A teoria da simulação incorporada e suas heurísticas em potencial na cognição social realiza um diálogo interessante com as humanidades, em especial no campo da estética. Essa perspectiva, que enfatiza a natureza sensório-motora da cognição humana, oferece muitas vantagens:
1) permite enquadrar a cognição humana dentro de um cenário evolutivo, que privilegia a exaptação sobre a adaptação, a continuidade sobre a descontinuidade e o desafio mutações genéticas abruptas que aparecem na escala evolutiva (p.ex. o ‘gene da sintaxe’);
2) possibilita uma perspectiva comparativa, conectando as habilidades cognitivas humanas aos seus antecedentes evolutivos em primatas não-humanos;
3) possibilita uma nova visão da experiência estética, vinculando a produção de artefatos culturais à sua recepção. Qualquer forma de experiência estética induzida pelas relações humanas com artefatos culturais/artísticos é intersubjetiva: o objeto conecta a subjetividade do criador – um artista, por exemplo, com a subjetividade do expectador.

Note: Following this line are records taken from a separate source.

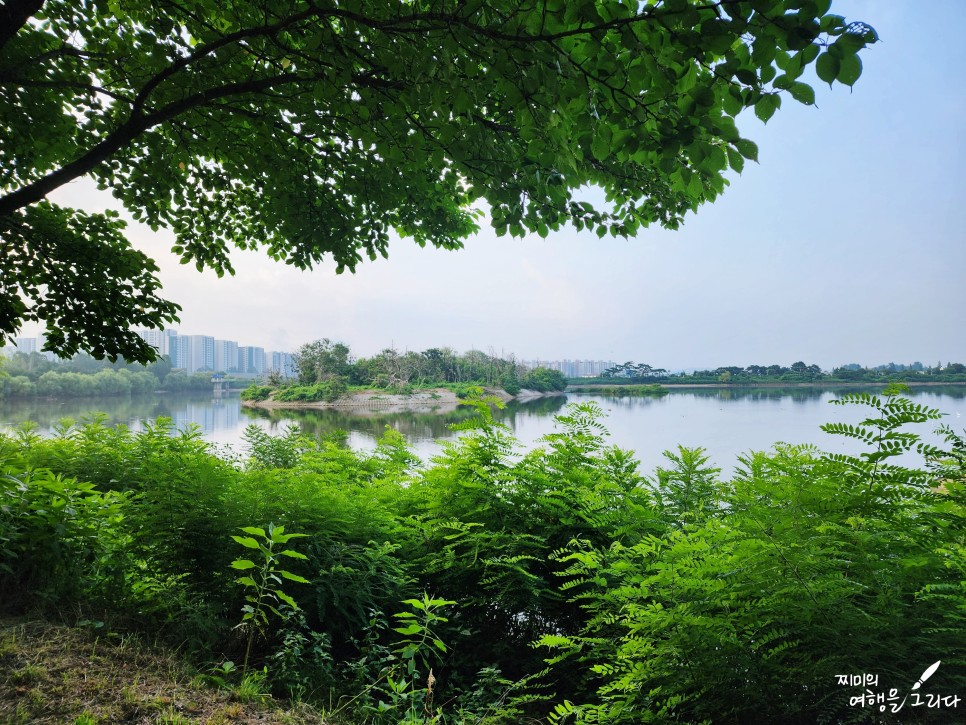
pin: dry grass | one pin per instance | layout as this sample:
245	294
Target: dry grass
55	674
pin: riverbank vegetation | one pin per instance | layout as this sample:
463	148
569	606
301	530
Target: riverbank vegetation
631	373
326	371
491	585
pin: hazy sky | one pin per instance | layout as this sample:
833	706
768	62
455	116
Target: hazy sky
846	244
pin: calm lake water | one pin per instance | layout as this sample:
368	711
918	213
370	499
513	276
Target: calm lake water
726	423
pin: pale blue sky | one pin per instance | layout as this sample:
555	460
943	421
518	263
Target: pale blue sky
846	244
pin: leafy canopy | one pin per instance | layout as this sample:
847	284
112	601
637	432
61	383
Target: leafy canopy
314	128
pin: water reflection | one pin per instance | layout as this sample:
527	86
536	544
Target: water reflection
415	426
725	421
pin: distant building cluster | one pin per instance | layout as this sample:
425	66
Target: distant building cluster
28	345
194	353
202	353
573	368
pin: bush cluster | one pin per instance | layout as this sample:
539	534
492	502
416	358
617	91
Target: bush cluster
492	585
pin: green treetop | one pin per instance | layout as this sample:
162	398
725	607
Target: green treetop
313	128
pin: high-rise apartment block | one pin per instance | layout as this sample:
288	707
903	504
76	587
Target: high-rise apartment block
573	368
251	360
226	356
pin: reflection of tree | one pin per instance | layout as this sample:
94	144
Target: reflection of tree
413	425
46	413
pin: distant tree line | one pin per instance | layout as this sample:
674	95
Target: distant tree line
325	370
632	373
33	374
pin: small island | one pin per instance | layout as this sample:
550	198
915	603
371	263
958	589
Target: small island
437	380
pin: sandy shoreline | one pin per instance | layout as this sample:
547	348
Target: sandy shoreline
438	400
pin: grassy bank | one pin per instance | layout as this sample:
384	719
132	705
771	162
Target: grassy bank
90	675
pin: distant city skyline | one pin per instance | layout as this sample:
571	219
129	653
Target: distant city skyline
195	353
845	244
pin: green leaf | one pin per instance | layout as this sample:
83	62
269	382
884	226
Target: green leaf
281	538
286	598
246	541
851	69
293	577
735	160
748	149
803	93
828	67
767	105
292	554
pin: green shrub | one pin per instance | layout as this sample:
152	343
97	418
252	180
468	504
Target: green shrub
256	392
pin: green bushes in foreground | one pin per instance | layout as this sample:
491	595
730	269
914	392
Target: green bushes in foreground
492	586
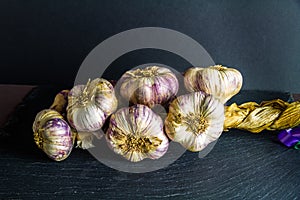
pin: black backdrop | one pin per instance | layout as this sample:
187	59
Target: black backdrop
45	42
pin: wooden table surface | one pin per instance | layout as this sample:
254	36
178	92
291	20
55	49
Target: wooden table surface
242	165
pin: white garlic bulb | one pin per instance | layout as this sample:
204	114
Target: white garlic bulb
222	82
136	133
89	106
53	135
149	86
195	120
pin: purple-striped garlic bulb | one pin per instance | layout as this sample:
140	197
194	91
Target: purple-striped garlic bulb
136	133
88	107
195	120
149	86
53	135
222	82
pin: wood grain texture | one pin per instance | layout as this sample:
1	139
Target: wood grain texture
242	165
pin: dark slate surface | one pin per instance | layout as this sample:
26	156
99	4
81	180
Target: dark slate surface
241	166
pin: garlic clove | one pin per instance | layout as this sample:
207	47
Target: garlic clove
195	120
149	86
88	108
220	81
53	135
137	133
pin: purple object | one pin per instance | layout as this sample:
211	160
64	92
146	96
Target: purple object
289	137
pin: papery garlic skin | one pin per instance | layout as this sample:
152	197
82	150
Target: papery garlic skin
222	82
149	86
89	105
136	133
195	120
53	135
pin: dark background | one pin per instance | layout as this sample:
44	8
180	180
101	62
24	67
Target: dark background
45	42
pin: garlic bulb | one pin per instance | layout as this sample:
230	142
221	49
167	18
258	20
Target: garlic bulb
149	86
222	82
137	133
195	120
88	107
53	135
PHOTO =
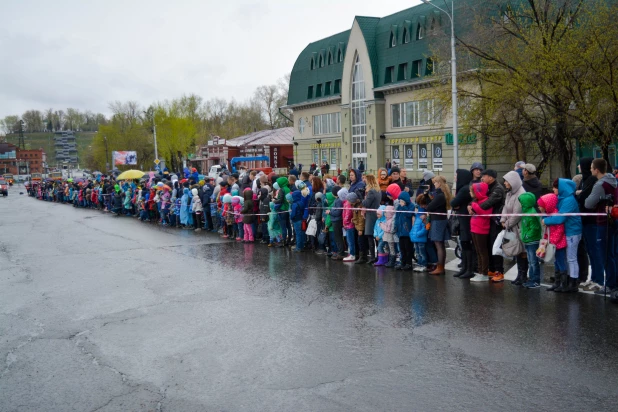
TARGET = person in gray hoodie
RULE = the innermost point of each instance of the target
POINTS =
(602, 196)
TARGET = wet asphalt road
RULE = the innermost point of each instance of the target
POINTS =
(108, 314)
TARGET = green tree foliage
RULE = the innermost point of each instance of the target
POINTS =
(539, 76)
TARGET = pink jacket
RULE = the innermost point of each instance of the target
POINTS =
(480, 224)
(348, 214)
(557, 236)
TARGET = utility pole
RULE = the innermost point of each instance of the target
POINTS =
(22, 144)
(106, 155)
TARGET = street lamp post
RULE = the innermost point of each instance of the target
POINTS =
(451, 16)
(107, 169)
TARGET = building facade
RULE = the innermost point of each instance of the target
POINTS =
(277, 144)
(21, 162)
(366, 95)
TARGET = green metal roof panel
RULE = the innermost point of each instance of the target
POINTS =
(302, 76)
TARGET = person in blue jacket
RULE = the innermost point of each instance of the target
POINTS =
(567, 203)
(418, 236)
(296, 216)
(403, 223)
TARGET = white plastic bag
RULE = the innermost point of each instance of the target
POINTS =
(497, 248)
(312, 228)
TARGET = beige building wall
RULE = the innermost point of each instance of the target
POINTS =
(330, 145)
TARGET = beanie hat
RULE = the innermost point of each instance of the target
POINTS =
(343, 194)
(491, 173)
(428, 175)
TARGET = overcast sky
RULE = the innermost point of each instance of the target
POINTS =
(85, 54)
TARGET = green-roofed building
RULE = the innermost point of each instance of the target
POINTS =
(363, 95)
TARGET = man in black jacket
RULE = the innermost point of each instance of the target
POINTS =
(207, 191)
(495, 201)
(589, 224)
(532, 183)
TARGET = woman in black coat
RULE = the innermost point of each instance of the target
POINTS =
(460, 206)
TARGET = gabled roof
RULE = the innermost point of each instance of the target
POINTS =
(264, 137)
(302, 76)
(376, 32)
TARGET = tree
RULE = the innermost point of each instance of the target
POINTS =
(516, 91)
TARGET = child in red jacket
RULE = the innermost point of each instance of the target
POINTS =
(549, 204)
(479, 226)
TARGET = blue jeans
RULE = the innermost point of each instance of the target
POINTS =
(300, 235)
(286, 228)
(560, 260)
(432, 253)
(534, 268)
(594, 253)
(421, 253)
(350, 237)
(608, 255)
(572, 246)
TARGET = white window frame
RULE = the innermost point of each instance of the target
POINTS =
(329, 123)
(415, 113)
(359, 115)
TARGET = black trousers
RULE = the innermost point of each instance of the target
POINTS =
(407, 250)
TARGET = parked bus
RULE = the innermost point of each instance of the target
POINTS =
(55, 175)
(9, 178)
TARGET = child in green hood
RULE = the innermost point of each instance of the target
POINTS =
(531, 233)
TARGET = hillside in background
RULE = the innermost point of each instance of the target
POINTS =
(46, 142)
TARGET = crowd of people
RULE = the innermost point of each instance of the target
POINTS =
(388, 220)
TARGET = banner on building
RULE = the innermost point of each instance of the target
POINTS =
(422, 156)
(124, 158)
(395, 155)
(437, 156)
(409, 156)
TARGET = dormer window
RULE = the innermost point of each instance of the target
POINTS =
(419, 32)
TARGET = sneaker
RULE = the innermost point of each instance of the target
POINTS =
(593, 287)
(603, 291)
(479, 278)
(497, 278)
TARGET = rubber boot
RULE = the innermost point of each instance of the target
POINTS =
(438, 271)
(362, 258)
(572, 285)
(471, 266)
(463, 266)
(372, 255)
(556, 284)
(564, 278)
(382, 259)
(391, 261)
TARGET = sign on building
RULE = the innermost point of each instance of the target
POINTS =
(422, 156)
(437, 156)
(395, 155)
(409, 156)
(124, 158)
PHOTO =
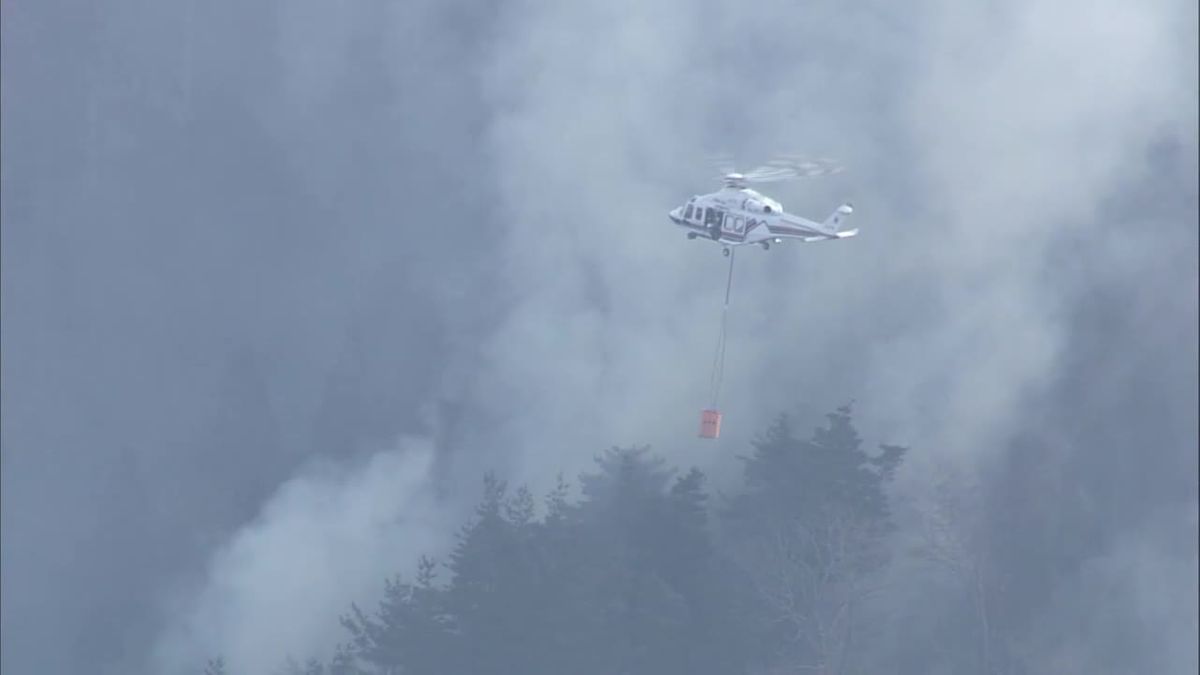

A teoria da simulação incorporada se baseia em uma noção de modalidade segundo a qual os estados ou processos mentais são incorporados devido ao seu formato físico corporal. (Gallese, 2005, 2007, 2014). A forma corporal de uma representação mental restringe o que essa representação mental pode representar devido às restrições corporais impostas pela natureza espacial do corpo humano. Restrições semelhantes se aplicam tanto às representações das próprias ações, emoções ou sensações quanto às de outras pessoas. Portanto, a simulação incorporada é a reutilização de estados mentais e processos envolvendo representações que têm um formato corporal. Sistemas sensoriais-motores, originalmente desenvolvidos para facilitar nossas interações com o mundo, uma vez dissociados da via motora final original e reconectados dinamicamente a outras áreas corticais, servem para habilidades cognitivas recém-adquiridas. A experiência das nossas ações, emoções e sensações e das emoções, sensações e ações dos outros sempre ocorrem em uma dimensão centrada em nós.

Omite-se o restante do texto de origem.